A Novel Sodium-Ion Batteries: Synthesis and Characterization of Nanostructured Sodium Rhodizonate Cathodes

Abstract

Several studies have emerged that seek to solve the energy deficit that we face as a society, where energy storage plays an important role. In this regard, Ion-Sodium batteries (Ion-Na) represent an excellent alternative to the Ion-Li batteries currently on the market. These new Ion-Na batteries have adequate charge densities and at a lower cost. Taking this issue into account, there is great interest in studying the composition, structure, and morphology of cathodes as active materials to optimize this type of battery. [i],[ii] .In this study, the synthesis and characterization of sodium rhodizonate nanostructures to be used as cathode material in Sodium-ion batteries was carried out. In a first stage, a two-level factorial design was used as an exploratory stage to evaluate the statistical significance of the variables involved in the synthesis: i) temperature, ii) reaction time, iii) molar ratio of precursors, and iv) addition time. The nanostructuring of the sodium rhodizonate crystals was carried out by the ultrasonic crystallization method and was characterized by X-ray Diffraction (XRD) and Scanning Electron Microscopy (SEM). The electrochemical characterization was performed using cyclic voltammetry, galvanostatic charge/discharge profiles, and cyclability.

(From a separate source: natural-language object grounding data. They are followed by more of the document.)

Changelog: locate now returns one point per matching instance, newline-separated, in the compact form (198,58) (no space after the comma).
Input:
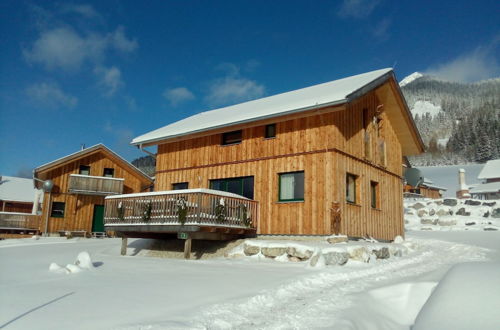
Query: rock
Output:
(450,202)
(272,252)
(301,254)
(417,206)
(462,212)
(383,253)
(443,212)
(447,222)
(251,250)
(336,258)
(337,239)
(360,254)
(314,260)
(427,221)
(495,213)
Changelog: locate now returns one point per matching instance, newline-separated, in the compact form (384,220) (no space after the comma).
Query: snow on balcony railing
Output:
(182,207)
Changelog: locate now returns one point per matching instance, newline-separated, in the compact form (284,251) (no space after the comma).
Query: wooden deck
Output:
(194,213)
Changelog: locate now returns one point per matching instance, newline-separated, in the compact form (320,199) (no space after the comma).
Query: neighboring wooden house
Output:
(19,205)
(489,188)
(304,155)
(81,181)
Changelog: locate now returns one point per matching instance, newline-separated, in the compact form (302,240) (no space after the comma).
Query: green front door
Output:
(98,220)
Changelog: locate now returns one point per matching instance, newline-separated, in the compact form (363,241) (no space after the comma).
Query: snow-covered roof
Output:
(490,170)
(486,188)
(331,93)
(16,189)
(85,151)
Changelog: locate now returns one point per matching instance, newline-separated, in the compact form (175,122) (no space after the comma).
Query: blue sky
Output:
(75,73)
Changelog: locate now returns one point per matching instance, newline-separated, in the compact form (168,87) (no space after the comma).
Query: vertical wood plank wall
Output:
(79,208)
(325,147)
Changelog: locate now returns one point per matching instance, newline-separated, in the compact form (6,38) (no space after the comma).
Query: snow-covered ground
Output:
(135,292)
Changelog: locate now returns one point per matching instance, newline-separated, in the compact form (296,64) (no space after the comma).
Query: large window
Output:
(231,137)
(84,170)
(180,185)
(57,210)
(242,186)
(270,131)
(351,188)
(291,186)
(374,194)
(109,172)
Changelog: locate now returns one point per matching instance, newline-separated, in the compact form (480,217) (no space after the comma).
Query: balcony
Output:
(95,185)
(14,221)
(201,211)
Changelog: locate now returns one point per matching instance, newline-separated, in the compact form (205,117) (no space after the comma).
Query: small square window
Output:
(109,172)
(180,185)
(57,210)
(233,137)
(374,194)
(351,188)
(270,131)
(291,186)
(84,170)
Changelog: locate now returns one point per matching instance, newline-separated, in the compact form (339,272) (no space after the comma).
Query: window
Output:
(180,185)
(351,188)
(231,137)
(291,186)
(109,172)
(242,186)
(57,210)
(374,194)
(84,170)
(270,131)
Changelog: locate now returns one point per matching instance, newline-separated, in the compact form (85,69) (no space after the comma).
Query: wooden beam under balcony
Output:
(95,185)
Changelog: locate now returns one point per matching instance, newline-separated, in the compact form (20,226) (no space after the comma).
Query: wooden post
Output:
(187,248)
(124,246)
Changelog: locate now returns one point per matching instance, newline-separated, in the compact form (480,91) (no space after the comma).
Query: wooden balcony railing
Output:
(199,207)
(18,221)
(95,185)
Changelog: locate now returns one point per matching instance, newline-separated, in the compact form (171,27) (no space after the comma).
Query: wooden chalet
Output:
(316,161)
(81,181)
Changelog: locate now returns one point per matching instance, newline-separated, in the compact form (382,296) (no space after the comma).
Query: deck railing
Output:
(95,185)
(15,220)
(182,207)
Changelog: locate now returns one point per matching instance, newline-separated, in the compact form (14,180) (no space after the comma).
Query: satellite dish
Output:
(47,185)
(413,177)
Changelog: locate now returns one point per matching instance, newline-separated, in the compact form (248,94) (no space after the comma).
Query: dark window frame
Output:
(177,184)
(374,194)
(355,193)
(270,131)
(112,172)
(59,207)
(295,198)
(233,137)
(84,168)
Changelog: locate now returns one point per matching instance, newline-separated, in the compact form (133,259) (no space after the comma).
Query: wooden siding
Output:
(79,208)
(325,146)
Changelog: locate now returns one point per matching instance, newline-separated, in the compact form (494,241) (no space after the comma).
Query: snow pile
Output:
(421,108)
(452,214)
(466,298)
(336,250)
(83,261)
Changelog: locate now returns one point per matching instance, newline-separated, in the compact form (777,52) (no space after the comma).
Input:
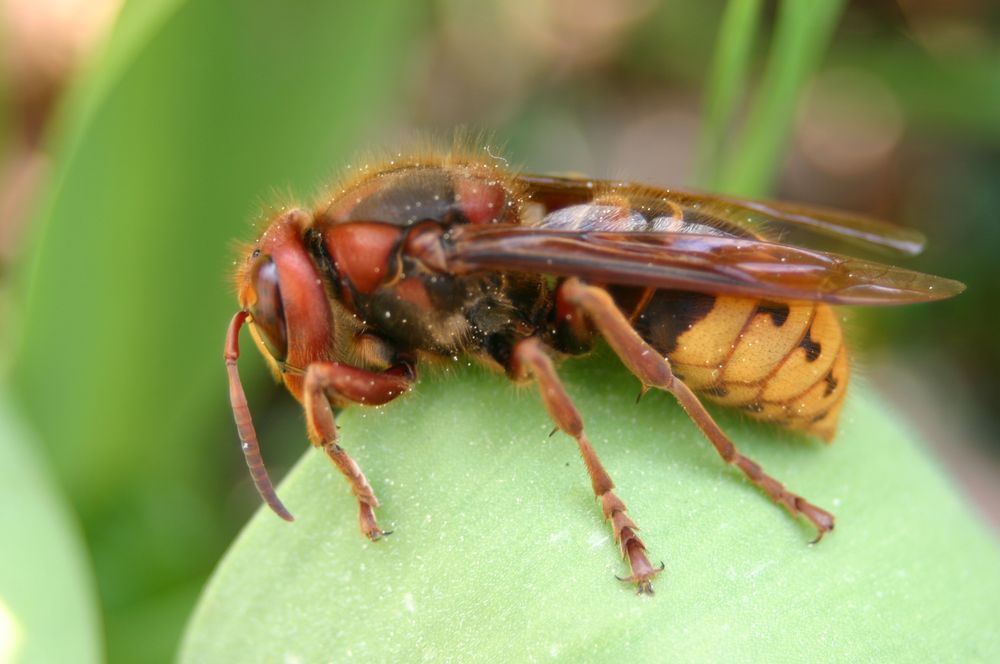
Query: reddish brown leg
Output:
(654,371)
(341,382)
(530,358)
(244,423)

The results show that the nanostructuring of the material causes an increase in the storage capacity of sodium ions in the sodiation/desodiation process. This shows a strong size-dependence in the Na + ion intercalation process. Finally, these results will allow the generation of causal relationships that lead to the optimization of the electronic properties of alternative Na-ion batteries. [i] Minah Lee, Jihyun Hong, Jeffrey Lopez, Yongming Sun, Dawei Feng, Kipil Lim, William C. Chueh, Michael F. Toney, Yi Cui & Zhenan Bao. Nature Energy, volume 2, pages 861–868 (2017). [ii] R.-E. Dinnebier, H. Nuss, M. Jansen, Disodium rhodizonate: a powder diffraction study, Acta Crystallographica E61 (2005) m2148–m2150.